Vitronectin and Substitution of a β-Strand 5A Lysine Residue Potentiate Activity-neutralization of PA Inhibitor-1 by Monoclonal Antibodies against α-Helix F

Some monoclonal antibodies against plasminogen activator inhibitor-1 (PAI-1) are able to inhibit its reaction with its target proteinases. We have characterized the effect on PAI-1 of two monoclonal antibodies, Mab-2 and Mab-6, with overlapping epitopes in a sequence encompassing β-strand 1A, α-helix F, and the loop connecting α-helix F and β-strand 3A (the hF/s3A loop). Mab-2 reduced the inhibitory activity of wild type PAI-1 and almost totally abolished the inhibitory activity of a PAI-1 variant harboring an Ala substitution of Lys 325 (335 in the α1-proteinase inhibitor template residue numbering) in β-strand 5A. In both cases, the neutralizing effect of the antibody was strongly potentiated by vitronectin.

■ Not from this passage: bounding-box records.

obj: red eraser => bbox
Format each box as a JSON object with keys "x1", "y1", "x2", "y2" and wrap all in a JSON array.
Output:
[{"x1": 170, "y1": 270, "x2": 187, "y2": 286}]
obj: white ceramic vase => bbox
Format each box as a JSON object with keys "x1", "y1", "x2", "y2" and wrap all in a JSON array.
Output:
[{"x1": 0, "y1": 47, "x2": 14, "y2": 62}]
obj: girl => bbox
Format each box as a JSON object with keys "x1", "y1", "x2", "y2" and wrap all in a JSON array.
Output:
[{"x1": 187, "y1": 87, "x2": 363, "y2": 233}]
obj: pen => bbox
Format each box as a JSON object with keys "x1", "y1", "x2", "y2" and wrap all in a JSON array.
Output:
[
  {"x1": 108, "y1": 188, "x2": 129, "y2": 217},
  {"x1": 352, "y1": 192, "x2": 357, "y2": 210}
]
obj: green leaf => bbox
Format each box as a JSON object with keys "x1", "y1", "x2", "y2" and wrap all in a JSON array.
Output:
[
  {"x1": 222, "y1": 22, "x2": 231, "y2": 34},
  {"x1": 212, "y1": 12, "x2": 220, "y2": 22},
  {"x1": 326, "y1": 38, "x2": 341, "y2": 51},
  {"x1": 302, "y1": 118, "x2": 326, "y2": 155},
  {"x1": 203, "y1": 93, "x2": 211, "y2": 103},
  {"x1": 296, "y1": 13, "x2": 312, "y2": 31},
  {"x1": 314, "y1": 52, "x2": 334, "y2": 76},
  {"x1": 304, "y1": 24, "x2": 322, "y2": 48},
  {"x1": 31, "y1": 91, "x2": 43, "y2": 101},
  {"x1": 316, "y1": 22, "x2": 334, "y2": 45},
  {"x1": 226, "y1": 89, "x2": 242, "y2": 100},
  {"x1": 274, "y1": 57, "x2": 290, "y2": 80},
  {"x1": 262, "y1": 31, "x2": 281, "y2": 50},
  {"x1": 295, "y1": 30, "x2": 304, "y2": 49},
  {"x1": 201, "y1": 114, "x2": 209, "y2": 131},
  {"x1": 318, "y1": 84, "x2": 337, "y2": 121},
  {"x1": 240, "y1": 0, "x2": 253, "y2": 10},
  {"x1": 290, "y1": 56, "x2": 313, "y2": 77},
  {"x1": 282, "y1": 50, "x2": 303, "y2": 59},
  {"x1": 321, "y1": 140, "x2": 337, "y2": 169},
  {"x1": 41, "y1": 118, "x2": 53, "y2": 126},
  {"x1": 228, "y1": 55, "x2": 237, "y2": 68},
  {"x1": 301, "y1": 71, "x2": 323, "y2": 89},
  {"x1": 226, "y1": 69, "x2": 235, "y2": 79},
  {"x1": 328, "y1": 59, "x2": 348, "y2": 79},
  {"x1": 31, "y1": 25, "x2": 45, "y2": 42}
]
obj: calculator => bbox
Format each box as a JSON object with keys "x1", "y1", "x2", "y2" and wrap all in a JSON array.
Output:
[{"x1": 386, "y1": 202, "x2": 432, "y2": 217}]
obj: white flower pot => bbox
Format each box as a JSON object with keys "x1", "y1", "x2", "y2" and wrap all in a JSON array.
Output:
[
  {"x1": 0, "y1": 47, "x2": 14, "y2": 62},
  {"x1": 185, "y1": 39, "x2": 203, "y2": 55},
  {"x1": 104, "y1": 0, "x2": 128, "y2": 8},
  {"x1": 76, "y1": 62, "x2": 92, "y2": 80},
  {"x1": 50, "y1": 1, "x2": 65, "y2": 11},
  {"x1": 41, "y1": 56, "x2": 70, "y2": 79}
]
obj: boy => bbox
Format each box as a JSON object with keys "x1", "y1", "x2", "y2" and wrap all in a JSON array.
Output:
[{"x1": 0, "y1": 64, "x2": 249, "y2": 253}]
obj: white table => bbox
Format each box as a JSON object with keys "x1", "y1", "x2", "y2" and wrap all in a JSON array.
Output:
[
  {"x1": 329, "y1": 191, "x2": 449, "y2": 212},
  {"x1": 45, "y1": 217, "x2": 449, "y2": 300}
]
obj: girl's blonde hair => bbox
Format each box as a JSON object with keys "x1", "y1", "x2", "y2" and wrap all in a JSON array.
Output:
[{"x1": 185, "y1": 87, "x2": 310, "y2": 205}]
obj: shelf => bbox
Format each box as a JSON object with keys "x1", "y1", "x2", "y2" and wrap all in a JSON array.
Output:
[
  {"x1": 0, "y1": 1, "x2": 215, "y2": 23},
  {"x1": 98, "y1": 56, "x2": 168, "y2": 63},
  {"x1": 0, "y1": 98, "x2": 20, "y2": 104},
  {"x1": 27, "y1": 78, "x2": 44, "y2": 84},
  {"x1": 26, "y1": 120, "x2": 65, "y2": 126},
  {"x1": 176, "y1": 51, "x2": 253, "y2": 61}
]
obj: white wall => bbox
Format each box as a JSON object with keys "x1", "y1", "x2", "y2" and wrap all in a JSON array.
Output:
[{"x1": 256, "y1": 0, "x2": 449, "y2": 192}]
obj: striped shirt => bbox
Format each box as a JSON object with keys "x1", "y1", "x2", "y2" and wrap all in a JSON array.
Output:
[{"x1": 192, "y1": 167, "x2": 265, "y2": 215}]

Mab-6 had no effect on wild type PAI-1, but reduced the inhibitory activity of the K325A variant. The effect of Mab-6 was not potentiated by vitronectin. With both Mab-2 and Mab-6, the neutralization of PAI-1 activity was associated with PAI-1 substrate behaviour. Mab-2, but not Mab-6, prevented vitronectin from rescuing PAI-1 from cold-induced substrate behaviour. We propose that the antibodies act by weakening the anchoring of α-helix F to the adjacent structures, resulting in an increased flexibility of β-strand 5A and the hF/s3A loop and a changed conformational response to the binding of vitronectin in the α-helix E region. The potentiating effect of vitronectin on neutralization of PAI-1 by antibodies is a novel concept in the development of compounds for neutralizing PAI-1 in vivo.